国内外のトップ選手がタイムを競うUCI(国際自転車競技連合)公認の国際自転車ロードレース、第26回TOUR de 熊野(ツール・ド・熊野)が7日、昨年に続いて印南町で開催された。自然豊かな町内を一周する「かえる橋周回コース」を、鍛え抜かれたトップアスリートが最高速度・時速80㌔で疾走。沿道には町内全小中学生ら600人が応援に駆け付け、活気にあふれた。

かえる橋の急な登り坂で白熱のレースを展開する選手たち

 ツールド熊野は毎年古座川や太地など紀南で開催。わかやま国体でロードレースが開催されたことや、HUB参加者アンケートで印南町の熱意が高く評価されていることから昨年、初めて紀南を飛び出して開催された。

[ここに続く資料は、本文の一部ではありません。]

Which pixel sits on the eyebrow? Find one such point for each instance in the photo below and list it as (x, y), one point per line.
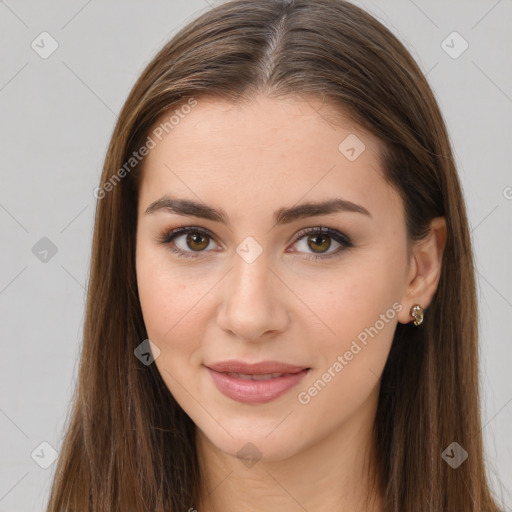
(284, 215)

 今年は海外5、国内11の16チーム(1チーム6人)が参戦。国内からは元F1レーサー片山右京氏率いるチームUKYOらトップチームの選手が集まり、海外勢も日本国内ツアー初参戦の中国、アジアツアーランキング上位常連のマレーシアのチームなど豪華な顔ぶれがそろった。

 役場前のスタート地点で開会セレモニーが行われ、角口賀敏実行委員長が「こんなにたくさんの地元の応援、本当にありがとう」と感謝。日裏勝己町長は「まちを挙げて応援しています。来年もぜひ印南町で開催を」と歓迎し、藁科恭平印南町実行委員長や鶴保庸介参議院議員らも祝辞を述べた。

 日裏町長の号砲で約100人の選手がパレード走行に出発。ミニコースを回って役場前のスタート地点通過と同時にレースがスタート。1周30分弱、下り坂では最高速度約80㌔、かえる橋などの上りでも30~40㌔で走行する迫力のレースが展開され、沿道には子どもからお年寄りまで多くの町民が旗やうちわを振って、「頑張れー」の大きな声援を送って盛り上げていた。

 印南小学校5年の坂本優梨さんは「すごく迫力があって、かっこよかった。みんな頑張ってほしい」と話していた。